US pairs champs, Olympians splitAP , Associated Press
May. 7, 2014 3:50 PM ET
COLORADO SPRINGS, Colo. (AP) — Two-time U.S. pairs champions Marissa Castelli and Simon Shnapir, who finished ninth at the Olympics, have ended their partnership.
Castelli and Shnapir helped the United States win a bronze medal in the first Olympic team event, and their top 10 placement at Sochi was considered a big step internationally.
"I am very proud of the accomplishments Marissa and I have had over the past eight years," Shnapir said. "I wish Marissa the best of luck with her future as I look forward to starting a new chapter in my skating career."
Castelli and Shnapir won their second national title in Boston — both live in the Boston area — with an emotional performance at TD Garden. They skated four programs at Sochi, an exhausting schedule, before heading to the world championships in Japan.
But they struggled to an 11th-place finish at worlds even though several of the better pairs from the Olympics did not compete.
Both skaters are looking to continue their careers with another partner. Shnapir has been trying out potential partners in Indiana this week.
"It has been an amazing journey and I wouldn't change it for the world," Castelli said. "We will always share our amazing accomplishments with each other. I appreciate everything Simon has done for me and wish him the best in his future endeavors. I will continue skating and hope to be back performing in front of a crowd soon."
Castelli and Shnapir always got a crowd going with their energetic performances. That was particularly true at nationals in front of their "hometown" fans.

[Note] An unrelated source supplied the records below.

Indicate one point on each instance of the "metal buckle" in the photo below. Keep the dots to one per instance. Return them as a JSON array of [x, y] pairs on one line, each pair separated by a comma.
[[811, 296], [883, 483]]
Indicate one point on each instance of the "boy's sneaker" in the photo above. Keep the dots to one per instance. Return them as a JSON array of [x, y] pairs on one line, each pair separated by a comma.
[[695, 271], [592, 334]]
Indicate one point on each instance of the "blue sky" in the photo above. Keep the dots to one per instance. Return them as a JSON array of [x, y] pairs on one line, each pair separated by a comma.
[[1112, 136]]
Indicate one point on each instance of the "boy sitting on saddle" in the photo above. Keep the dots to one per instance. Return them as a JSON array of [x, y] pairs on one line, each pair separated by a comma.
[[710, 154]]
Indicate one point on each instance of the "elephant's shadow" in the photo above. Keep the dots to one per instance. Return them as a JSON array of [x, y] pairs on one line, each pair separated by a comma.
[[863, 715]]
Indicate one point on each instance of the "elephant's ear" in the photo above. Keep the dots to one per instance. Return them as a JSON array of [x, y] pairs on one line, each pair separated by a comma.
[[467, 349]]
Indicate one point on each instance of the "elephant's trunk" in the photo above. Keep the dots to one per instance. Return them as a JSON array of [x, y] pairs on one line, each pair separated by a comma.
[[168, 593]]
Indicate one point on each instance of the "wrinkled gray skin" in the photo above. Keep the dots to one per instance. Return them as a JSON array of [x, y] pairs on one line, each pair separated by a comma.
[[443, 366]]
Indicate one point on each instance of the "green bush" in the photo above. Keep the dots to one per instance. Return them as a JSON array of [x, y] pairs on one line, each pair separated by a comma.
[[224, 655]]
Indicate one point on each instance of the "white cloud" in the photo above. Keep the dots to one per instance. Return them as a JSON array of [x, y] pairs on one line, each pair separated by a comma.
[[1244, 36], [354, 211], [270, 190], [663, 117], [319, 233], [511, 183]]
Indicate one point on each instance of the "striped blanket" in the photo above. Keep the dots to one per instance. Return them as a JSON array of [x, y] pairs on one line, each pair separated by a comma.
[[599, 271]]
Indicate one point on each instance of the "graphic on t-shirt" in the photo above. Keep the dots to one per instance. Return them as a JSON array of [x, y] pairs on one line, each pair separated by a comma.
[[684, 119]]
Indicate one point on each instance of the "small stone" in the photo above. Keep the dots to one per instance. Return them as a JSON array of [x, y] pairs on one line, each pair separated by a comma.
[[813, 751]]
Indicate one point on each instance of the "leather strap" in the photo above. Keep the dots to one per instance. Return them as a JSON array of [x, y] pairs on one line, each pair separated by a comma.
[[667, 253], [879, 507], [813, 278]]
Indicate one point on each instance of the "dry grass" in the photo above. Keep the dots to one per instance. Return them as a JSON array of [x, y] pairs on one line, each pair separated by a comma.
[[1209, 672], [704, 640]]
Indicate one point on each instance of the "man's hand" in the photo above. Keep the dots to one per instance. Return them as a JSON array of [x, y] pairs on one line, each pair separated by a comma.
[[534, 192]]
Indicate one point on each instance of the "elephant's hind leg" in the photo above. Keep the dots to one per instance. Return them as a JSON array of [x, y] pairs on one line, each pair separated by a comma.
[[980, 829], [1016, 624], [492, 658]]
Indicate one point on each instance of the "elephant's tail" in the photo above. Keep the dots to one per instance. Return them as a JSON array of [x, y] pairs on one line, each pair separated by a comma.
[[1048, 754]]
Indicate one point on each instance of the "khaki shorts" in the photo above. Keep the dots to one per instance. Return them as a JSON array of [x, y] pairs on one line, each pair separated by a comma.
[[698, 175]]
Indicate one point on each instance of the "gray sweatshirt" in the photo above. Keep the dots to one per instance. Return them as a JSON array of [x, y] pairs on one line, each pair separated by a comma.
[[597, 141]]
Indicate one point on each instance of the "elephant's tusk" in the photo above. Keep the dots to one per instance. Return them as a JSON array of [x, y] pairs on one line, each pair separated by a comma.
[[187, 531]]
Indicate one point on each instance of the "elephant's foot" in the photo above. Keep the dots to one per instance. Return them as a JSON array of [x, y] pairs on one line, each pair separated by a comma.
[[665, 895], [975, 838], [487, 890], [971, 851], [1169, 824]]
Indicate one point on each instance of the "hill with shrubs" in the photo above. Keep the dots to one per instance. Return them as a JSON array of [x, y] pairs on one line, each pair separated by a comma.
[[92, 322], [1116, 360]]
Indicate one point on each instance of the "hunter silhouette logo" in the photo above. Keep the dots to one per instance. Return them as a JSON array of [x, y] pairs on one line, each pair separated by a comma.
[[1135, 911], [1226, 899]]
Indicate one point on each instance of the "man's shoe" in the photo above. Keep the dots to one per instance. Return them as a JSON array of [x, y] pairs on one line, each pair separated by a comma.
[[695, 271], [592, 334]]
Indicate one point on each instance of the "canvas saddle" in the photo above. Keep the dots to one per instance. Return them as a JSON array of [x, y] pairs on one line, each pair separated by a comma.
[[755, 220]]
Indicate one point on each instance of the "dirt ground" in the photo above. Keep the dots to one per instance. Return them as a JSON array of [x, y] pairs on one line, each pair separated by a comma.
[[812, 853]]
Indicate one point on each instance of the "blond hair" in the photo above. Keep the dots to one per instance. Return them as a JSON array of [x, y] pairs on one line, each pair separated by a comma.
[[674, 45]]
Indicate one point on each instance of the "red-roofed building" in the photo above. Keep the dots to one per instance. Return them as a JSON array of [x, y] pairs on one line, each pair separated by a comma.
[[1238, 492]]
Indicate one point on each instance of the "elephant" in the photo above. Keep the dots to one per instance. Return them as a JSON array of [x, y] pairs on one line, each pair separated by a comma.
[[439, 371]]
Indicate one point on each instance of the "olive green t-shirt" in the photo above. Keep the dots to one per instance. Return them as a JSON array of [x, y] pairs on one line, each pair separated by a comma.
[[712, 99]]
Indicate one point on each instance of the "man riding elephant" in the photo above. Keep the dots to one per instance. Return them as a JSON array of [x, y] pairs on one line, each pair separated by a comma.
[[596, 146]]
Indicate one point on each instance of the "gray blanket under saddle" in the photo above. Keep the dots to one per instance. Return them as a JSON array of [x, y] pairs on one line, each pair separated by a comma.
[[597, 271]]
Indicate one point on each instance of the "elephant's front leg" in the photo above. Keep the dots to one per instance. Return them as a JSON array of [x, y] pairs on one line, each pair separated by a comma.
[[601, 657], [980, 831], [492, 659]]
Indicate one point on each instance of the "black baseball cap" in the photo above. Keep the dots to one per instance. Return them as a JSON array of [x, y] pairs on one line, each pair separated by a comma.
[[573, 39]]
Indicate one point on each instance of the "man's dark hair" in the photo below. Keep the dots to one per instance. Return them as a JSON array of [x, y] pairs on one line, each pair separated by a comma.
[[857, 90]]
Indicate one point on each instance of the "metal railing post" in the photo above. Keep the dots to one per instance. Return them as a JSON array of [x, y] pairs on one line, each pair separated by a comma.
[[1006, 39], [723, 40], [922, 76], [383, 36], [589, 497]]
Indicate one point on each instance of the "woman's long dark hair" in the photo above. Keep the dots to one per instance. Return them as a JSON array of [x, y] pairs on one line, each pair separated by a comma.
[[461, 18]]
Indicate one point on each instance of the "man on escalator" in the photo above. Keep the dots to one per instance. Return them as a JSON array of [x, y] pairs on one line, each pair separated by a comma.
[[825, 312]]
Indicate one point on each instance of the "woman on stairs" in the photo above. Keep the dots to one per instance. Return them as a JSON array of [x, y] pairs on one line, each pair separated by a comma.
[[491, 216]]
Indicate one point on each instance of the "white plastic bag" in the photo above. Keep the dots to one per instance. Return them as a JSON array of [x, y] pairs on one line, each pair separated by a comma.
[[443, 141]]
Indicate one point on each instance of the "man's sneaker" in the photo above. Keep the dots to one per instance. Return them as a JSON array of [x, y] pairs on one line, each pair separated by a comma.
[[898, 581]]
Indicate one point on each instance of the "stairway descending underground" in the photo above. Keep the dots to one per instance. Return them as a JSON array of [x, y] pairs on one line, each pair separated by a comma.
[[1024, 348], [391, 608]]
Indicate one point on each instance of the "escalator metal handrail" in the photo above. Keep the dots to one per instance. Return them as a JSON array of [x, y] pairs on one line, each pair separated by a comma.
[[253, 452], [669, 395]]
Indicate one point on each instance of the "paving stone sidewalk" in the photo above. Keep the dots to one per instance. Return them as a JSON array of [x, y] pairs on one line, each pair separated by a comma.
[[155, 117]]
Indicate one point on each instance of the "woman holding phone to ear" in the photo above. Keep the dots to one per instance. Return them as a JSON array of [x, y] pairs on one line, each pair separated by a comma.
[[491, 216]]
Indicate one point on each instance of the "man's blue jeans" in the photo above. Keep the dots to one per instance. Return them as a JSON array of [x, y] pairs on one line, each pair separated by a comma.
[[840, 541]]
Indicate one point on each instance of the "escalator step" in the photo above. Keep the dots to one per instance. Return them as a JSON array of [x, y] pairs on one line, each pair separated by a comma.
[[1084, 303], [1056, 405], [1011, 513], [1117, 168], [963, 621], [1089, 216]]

After completing their free skate to a James Bond medley in January, Shnapir struck the Bond pose: standing sideways with his hands up, ready to turn and fire his gun. The crowd showered them with appreciation, and both were breathless as they left the ice.
"I grabbed her hand and I said, 'Let's just stay out here for a second and enjoy this moment,'" Shnapir said after they earned a second U.S. crown. "Who knows if we'll ever have an opportunity like this again?"
Apparently they won't, at least not together.